- Official 1974 portrait

Member of Parliament for Chicoutimi
- In office November 1965 – March 1979
- Preceded by: Maurice Côté
- Succeeded by: Marcel Dionne

Personal details
- Born: 4 December 1926 Trois-Rivières, Quebec
- Died: 17 July 2012 (aged 85) Ottawa, Ontario
- Party: Liberal
- Spouse(s): Yolande Lamarche m. 17 July 1953
- Profession: businessman, industrialist

= Paul Langlois (politician) =

Canadian politician (1926–2012)

Paul Langlois (/fr/; 4 December 1926 – 17 July 2012) was a Liberal party member of the House of Commons of Canada. He was a businessman and industrialist by career.

Langlois studied at the Mont-St-Louis Institute.
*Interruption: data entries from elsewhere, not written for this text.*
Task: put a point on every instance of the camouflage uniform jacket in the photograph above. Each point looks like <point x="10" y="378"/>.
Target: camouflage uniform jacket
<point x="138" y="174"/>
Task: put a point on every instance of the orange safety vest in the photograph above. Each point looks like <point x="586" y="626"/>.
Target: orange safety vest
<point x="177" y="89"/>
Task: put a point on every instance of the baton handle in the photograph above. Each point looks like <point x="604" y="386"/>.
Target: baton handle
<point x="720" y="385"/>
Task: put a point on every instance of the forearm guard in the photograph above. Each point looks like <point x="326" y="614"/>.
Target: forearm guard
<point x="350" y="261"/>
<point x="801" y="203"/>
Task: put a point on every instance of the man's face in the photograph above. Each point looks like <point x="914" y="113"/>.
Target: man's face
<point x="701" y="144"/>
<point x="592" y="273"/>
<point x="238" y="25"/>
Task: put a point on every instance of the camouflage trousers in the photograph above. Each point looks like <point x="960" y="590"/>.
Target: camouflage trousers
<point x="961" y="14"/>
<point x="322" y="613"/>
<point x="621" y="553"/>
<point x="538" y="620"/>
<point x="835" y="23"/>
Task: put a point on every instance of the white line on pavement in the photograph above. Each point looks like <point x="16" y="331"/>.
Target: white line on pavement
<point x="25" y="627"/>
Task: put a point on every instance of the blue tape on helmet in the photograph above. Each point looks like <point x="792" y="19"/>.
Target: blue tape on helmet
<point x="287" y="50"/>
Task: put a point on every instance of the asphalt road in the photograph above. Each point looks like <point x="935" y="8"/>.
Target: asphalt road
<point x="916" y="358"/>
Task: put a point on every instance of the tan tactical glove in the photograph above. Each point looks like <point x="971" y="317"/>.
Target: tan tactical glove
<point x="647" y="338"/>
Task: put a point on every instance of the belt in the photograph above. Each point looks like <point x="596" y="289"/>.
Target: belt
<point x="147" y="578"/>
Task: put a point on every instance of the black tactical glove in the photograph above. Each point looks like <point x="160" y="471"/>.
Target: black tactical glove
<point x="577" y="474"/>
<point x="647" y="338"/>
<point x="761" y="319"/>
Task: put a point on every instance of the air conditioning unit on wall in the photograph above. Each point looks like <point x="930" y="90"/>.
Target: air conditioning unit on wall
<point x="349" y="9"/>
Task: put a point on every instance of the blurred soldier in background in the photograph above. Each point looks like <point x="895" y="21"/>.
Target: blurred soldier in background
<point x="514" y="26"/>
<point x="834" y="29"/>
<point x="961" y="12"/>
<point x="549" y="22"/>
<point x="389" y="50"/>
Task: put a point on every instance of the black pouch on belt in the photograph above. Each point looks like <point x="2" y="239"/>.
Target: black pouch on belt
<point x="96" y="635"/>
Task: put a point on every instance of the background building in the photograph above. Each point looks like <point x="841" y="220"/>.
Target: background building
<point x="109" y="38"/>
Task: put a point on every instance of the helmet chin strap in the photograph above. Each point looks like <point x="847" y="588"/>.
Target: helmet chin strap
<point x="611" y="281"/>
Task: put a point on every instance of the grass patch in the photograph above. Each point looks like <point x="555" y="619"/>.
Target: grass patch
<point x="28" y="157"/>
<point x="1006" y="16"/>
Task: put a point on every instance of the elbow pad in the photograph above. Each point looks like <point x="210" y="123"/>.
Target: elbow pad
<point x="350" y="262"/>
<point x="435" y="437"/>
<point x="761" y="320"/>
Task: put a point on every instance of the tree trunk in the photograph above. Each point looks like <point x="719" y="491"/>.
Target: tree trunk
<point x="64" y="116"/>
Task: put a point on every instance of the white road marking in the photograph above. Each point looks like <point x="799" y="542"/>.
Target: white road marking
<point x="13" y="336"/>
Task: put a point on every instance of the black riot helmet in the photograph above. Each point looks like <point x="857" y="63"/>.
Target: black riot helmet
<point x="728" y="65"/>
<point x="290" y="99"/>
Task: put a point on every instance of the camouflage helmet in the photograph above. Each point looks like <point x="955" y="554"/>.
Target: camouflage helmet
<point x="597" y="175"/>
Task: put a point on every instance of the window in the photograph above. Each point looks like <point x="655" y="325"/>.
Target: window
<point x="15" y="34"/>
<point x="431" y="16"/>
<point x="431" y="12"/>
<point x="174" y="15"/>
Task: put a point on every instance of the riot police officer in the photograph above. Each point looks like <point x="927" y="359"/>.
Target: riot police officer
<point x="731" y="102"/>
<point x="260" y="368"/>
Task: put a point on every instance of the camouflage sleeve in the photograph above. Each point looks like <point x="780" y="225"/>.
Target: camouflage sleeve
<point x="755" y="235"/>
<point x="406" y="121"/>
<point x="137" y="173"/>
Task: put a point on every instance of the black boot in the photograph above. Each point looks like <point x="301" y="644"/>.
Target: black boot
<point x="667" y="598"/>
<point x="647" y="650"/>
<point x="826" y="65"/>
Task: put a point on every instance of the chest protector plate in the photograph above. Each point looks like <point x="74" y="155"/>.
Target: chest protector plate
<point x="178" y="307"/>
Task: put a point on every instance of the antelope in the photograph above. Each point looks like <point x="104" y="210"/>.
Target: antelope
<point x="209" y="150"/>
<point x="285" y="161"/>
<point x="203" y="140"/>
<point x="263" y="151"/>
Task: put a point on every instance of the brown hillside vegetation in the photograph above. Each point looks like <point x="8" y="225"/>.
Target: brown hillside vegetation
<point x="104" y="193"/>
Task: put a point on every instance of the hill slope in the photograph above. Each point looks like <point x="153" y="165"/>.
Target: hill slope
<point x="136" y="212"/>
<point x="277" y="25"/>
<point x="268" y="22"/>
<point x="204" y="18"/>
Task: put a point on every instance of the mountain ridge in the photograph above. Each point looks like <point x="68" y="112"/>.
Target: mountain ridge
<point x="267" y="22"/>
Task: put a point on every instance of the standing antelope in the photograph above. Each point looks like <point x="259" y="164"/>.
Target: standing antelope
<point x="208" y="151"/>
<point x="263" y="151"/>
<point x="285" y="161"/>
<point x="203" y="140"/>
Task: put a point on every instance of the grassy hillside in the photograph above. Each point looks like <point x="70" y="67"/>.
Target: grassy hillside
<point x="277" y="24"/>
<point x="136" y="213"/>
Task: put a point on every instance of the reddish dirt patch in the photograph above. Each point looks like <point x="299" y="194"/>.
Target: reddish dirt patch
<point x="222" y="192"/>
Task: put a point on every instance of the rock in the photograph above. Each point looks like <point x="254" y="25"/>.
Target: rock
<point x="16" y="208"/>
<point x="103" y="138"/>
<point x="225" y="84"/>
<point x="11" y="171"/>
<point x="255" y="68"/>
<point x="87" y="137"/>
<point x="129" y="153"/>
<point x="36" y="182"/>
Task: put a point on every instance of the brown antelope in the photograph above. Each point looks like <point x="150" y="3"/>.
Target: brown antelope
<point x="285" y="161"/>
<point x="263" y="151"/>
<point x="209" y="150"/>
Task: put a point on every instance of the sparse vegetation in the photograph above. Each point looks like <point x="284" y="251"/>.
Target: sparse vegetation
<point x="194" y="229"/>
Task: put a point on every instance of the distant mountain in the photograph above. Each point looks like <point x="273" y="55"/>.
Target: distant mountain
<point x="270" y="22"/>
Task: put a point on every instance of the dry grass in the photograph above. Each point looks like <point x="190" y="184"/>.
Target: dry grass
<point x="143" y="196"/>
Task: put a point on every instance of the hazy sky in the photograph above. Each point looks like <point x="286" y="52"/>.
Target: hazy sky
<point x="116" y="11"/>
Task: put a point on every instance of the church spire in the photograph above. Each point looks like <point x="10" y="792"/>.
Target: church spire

He was first elected at the Chicoutimi riding in the 1965 general election and was re-elected there in 1968, 1972 and 1974. Langlois was Parliamentary Secretary to the Minister of Public Works in August 1968 and October 1969, then was Parliamentary Secretary to the Minister of Consumer and Corporate Affairs until September 1970. After completing his term in the 30th Canadian Parliament in 1979, Langlois left federal politics and did not seek further re-election.